Man stelle sich vor, Österreichs weit über die Grenzen der Republik hinaus beliebtester Volks- Rock-‘n’-Roller Andreas G., von dem man munkelt, er verorte sich ideologisch eher konservativ, hätte bei einem seiner jüngsten Konzerte den jubelnden Massen zugebrüllt: „Wenn die Politiker schwächeln, dann diktieren wir, wie die Gesellschaft auszusehen hat – keinen Zentimeter nach links …“ Der Aufschrei quer durch die Kulturszene wäre gewiss ein gewaltiger gewesen, angefangen von der Twitteria über die Mainstreammedien, Funk und Fernsehen, bis hin zu den politischen Wortspendern nicht nur aus den linken Reihen, sondern gewiss bis hinein in die türkise neue ÖVP hätte er Empörung oder zumindest Kopfschütteln geerntet: Wie könne man nur.

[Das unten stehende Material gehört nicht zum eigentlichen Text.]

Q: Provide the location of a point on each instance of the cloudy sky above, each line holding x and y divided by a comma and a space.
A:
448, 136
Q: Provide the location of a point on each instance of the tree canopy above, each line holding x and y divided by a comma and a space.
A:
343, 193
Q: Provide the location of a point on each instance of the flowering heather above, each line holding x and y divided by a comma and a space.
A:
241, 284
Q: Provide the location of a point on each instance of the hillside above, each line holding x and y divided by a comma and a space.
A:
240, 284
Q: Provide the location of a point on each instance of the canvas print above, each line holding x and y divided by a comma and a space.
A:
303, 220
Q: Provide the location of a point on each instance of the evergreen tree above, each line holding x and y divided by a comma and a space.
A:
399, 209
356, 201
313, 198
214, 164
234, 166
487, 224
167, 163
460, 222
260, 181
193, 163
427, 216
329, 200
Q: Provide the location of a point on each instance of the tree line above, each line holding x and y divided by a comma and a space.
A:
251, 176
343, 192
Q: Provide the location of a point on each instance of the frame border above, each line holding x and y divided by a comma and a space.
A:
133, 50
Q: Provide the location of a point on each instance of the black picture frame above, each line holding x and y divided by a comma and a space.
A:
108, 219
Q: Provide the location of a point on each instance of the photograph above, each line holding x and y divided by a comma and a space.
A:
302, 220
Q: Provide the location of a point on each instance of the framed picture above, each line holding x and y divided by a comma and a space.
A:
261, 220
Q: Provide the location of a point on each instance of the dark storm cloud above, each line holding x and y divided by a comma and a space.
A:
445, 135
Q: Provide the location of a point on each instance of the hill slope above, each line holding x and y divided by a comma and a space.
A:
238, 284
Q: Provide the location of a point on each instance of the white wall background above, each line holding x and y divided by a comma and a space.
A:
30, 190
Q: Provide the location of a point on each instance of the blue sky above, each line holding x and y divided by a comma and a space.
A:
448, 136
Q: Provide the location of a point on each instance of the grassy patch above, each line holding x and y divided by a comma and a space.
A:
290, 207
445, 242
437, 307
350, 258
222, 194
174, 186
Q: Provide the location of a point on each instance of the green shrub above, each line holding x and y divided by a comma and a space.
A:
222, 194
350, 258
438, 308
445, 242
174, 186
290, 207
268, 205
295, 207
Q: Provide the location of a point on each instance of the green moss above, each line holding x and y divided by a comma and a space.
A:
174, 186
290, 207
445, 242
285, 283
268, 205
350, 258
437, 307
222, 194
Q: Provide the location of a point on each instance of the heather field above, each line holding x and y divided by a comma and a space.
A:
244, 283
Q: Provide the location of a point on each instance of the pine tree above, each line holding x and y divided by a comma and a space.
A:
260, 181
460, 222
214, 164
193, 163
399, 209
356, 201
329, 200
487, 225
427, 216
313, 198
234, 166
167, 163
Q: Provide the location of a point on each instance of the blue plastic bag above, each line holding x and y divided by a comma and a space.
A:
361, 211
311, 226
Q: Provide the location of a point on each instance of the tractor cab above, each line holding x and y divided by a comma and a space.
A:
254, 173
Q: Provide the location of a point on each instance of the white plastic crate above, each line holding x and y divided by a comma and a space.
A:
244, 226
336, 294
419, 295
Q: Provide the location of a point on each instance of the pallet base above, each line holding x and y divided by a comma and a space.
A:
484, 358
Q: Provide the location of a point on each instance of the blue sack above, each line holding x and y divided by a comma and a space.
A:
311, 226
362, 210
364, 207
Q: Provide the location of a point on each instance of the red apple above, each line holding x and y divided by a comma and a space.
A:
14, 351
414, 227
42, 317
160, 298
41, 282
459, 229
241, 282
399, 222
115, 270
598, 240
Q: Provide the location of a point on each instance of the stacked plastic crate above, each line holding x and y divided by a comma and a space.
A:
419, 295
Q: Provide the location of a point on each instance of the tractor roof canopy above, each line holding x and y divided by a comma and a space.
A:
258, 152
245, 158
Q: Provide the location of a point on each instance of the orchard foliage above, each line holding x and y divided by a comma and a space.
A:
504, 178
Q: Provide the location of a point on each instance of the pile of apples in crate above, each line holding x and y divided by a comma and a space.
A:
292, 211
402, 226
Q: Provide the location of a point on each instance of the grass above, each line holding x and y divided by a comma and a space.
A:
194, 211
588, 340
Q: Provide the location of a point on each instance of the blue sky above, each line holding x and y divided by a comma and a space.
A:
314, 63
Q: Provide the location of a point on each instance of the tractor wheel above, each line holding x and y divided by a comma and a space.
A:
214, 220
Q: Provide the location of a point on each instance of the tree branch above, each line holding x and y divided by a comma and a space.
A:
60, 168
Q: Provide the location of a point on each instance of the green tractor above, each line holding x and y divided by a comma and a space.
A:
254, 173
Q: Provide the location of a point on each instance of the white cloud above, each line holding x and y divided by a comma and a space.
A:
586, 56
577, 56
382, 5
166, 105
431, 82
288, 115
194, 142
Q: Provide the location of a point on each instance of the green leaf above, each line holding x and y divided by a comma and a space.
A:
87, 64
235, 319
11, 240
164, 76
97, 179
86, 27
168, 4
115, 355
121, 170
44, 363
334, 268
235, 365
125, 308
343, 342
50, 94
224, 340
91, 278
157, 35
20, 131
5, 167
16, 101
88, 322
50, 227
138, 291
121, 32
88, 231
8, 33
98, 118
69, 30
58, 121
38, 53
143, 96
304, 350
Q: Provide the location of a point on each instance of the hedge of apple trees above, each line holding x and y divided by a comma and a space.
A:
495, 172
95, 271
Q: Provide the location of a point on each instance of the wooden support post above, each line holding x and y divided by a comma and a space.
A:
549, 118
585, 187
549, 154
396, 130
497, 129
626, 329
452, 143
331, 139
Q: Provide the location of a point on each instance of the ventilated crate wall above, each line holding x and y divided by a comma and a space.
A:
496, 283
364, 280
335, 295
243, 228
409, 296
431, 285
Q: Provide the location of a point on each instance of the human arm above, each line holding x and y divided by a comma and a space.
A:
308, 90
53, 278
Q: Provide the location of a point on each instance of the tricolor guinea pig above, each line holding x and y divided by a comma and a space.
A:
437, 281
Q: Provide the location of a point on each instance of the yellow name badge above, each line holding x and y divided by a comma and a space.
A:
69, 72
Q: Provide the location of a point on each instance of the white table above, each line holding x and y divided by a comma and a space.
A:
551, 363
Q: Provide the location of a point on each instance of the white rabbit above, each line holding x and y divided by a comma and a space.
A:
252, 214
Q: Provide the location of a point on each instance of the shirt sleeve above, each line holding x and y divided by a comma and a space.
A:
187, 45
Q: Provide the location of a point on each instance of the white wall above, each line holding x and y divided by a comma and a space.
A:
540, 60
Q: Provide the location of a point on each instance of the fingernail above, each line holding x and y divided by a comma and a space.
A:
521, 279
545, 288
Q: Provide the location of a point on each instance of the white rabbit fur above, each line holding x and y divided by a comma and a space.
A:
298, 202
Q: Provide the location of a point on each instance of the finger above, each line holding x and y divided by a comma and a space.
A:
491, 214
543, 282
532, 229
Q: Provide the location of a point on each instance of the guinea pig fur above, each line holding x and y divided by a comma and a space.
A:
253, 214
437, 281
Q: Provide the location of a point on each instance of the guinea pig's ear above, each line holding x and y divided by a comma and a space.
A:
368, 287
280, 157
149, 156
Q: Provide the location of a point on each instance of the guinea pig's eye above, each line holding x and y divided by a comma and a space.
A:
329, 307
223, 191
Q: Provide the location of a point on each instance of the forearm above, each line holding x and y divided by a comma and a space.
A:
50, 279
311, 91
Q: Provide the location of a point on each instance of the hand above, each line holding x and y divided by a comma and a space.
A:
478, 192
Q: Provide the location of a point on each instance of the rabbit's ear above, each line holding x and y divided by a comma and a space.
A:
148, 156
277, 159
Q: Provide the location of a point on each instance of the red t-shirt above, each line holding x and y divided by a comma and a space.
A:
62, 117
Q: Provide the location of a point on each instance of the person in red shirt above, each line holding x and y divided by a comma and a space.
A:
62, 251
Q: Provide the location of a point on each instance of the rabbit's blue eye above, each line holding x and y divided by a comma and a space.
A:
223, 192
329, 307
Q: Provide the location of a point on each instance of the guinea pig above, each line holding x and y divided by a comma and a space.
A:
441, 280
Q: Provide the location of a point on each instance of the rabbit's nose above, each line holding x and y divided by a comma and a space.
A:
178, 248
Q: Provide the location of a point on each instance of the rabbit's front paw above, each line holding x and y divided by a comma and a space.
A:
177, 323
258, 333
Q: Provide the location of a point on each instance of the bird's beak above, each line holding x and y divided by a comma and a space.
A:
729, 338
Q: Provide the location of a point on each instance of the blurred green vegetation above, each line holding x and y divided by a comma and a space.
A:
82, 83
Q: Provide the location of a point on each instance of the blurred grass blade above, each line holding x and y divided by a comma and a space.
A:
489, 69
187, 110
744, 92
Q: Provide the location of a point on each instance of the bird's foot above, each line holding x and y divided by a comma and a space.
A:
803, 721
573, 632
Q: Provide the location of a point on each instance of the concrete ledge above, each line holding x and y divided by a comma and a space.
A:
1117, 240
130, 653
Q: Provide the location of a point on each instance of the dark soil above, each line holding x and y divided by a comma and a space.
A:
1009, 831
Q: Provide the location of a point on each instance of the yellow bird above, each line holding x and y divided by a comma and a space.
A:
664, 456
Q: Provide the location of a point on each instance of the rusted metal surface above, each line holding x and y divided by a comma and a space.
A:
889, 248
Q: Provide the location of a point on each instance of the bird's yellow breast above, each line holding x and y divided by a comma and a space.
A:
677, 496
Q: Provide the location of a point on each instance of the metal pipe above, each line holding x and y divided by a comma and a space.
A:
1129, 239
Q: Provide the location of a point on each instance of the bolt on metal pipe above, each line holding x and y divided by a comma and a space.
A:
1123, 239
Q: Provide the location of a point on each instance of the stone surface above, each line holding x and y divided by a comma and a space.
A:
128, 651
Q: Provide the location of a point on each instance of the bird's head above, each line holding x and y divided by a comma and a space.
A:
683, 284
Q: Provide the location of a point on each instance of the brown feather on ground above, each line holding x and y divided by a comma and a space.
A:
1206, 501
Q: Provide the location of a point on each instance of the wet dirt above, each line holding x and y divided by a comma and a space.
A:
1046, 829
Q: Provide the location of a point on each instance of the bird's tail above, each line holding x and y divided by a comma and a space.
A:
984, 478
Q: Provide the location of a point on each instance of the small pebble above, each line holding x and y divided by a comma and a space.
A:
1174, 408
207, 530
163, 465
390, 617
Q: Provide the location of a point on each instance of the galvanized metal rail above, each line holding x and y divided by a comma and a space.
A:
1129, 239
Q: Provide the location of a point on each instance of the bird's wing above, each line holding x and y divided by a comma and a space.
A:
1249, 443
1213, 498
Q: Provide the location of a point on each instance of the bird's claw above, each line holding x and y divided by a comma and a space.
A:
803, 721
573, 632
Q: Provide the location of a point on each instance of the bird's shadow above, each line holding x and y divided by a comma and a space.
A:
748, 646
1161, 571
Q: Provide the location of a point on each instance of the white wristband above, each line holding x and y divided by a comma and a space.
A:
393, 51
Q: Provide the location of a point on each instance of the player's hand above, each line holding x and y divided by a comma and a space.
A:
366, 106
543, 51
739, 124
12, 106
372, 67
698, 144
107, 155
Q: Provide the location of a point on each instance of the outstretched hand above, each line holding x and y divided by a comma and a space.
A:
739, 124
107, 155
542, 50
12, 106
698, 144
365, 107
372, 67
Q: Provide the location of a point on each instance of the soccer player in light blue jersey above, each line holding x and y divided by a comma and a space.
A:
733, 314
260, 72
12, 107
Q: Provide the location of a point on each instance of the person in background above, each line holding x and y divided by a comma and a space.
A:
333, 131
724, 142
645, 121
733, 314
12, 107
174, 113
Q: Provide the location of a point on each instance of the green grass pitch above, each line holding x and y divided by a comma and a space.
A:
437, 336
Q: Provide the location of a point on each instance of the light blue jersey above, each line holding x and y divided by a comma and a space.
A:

Dass der Altmeister des „Deutsch-Rocks“, Herbert Grönemeyer, genau dies dieser Tage in der Wiener Stadthalle – genau umgekehrt, versteht sich – formulierte und erklärte, „diktieren“ zu wollen „keinen Zentimeter nach rechts“, hat nun außer ein paar AfD-Vertreter und den Generalsekretär der FPÖ niemand auf den Plan gerufen. Im Gegenteil, quer durch die zeitgeistige Kulturszene verteidigt man ihn natürlich und die heimische Politik schweigt, hat sie doch mit den Wahlkampf-Hahnenkämpfen in den diversen TV-Stationen genug zu tun.
Nun wäre es natürlich unsinnig, zu verlangen, dass Kunst und Künstler unpolitisch sein müssten. Im Gegenteil: Kunst war immer politisch und wird es stets sein. Bedrückend ist nur in unseren Tagen, in welch hohem Maße sie hierzulande und insgesamt in der westlichen Welt konformistisch geworden ist. Konformistisch im Sinne eines politisch korrekten spätlinken Zeitgeists, der zwar in der schweigenden Mehrheit der Menschen nicht wirklich auf Zustimmung stößt, der aber insgesamt in der politischen Kaste, in der Kulturszene und in den Mainstreammedien zur geradezu dogmatisch dominierenden Zivilreligion geworden ist.
Beschämend eigentlich, dieser Zeitgeist-Konformismus von Kulturschaffenden. Dass wir dem so große Bedeutung beimessen, dass wir glauben, die Persönlichkeit des Künstlers verfüge über besondere politische oder moralische Autorität, hindert uns, uns vorwiegend auf das Kunstwerk, auf das Schaffen des Künstlers zu konzentrieren, liegt vielleicht an jenem Geniekult, den es speziell im deutschen Sprach- und Kulturraum seit Sturm und Drang und Klassik, seit Goethe und Schiller gibt. Vielleicht ist es aber schlicht Unsinn, zu glauben, dass Kunstschaffende besondere politische Autoritäten wären.